Abstract
Amentoflavone is one of the flavonoids that are known for their antiviral effects and many of them are predicted to have inhibitory effects against severe acute respiratory syndrome coronavirus (SARS-CoV) and Middle East respiratory syndrome Coronavirus (MERS-CoV) enzymes 3-chymotrypsin-like protease (3CLpro) and papain-like protease (PLpro). Amentoflavone is a biflavonoid found in the herbal extracts of St. John's wort (Hypericum perforatum), Gingko biloba, Selaginella tamariscina, Torreya nucifera, and many other plants. Its pharmacological actions have been listed as antiviral, antibacterial, antioxidant, anti-inflammatory, antidiabetic, antidepressant, and neuroprotective.
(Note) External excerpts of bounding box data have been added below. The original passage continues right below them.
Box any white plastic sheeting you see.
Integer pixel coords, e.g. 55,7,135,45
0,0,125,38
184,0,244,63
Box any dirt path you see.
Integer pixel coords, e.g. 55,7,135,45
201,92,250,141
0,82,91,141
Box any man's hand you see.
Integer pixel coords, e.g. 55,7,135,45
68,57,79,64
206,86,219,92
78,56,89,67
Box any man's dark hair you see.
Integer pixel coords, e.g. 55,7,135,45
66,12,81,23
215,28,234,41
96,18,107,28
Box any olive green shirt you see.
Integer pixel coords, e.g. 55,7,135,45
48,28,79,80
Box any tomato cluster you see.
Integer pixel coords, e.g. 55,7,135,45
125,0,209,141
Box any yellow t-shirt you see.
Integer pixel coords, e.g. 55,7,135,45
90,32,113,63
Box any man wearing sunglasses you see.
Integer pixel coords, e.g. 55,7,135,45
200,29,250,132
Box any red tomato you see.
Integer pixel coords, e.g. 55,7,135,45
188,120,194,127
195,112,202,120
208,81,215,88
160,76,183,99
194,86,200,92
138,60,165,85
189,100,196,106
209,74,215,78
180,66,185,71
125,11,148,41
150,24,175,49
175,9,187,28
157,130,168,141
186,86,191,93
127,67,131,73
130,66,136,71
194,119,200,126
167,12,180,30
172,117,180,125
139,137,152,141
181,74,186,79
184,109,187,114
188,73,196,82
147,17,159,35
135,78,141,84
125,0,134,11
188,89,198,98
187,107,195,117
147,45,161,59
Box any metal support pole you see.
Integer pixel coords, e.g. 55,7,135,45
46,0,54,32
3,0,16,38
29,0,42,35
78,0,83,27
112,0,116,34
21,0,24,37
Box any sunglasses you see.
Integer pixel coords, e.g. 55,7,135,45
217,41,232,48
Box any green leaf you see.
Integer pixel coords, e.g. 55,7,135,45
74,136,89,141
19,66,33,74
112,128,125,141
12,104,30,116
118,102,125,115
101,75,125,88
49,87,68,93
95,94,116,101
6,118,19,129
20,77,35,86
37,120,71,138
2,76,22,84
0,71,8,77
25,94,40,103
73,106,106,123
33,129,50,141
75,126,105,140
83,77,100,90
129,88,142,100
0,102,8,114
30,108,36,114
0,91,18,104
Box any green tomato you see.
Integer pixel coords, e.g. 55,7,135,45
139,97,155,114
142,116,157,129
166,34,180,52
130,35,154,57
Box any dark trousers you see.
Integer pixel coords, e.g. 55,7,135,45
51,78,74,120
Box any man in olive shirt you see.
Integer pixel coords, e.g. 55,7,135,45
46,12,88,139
Molecular docking studies have found that amentoflavone binds strongly to the active site of the main protease (Mpro) of severe acute respiratory syndrome coronavirus-2 (SARS-CoV-2). As conventional antiviral medications are met with limited success against coronavirus disease-2019 (COVID-19) and vaccines are one of the only weapons against COVID-19 in the pharmaceutical armamentarium, traditional medicines are being considered for the forefront battle against COVID-19. Clinical studies with Hypericum and Gingko extract as additional or alternative drugs/supplements are registered. Here we review the potential of amentoflavone, an active agent in both Hypericum and Gingko extract as an adjunct therapy for COVID-19. Its anti-inflammatory, antioxidant, and sepsis preventive actions could provide protection against the “cytokine storm.” Compared with the herbal extracts, which induce cytochrome P450 (CYP) and uridine 5′-diphospho (UDP)-glucuronosyltransferases (UGT) activity producing a negative herb–drug interaction, amentoflavone is a potent inhibitor of CYP3A4, CYP2C9, and UGT. Further studies into the therapeutic potential of amentoflavone against the coronavirus infection are warranted.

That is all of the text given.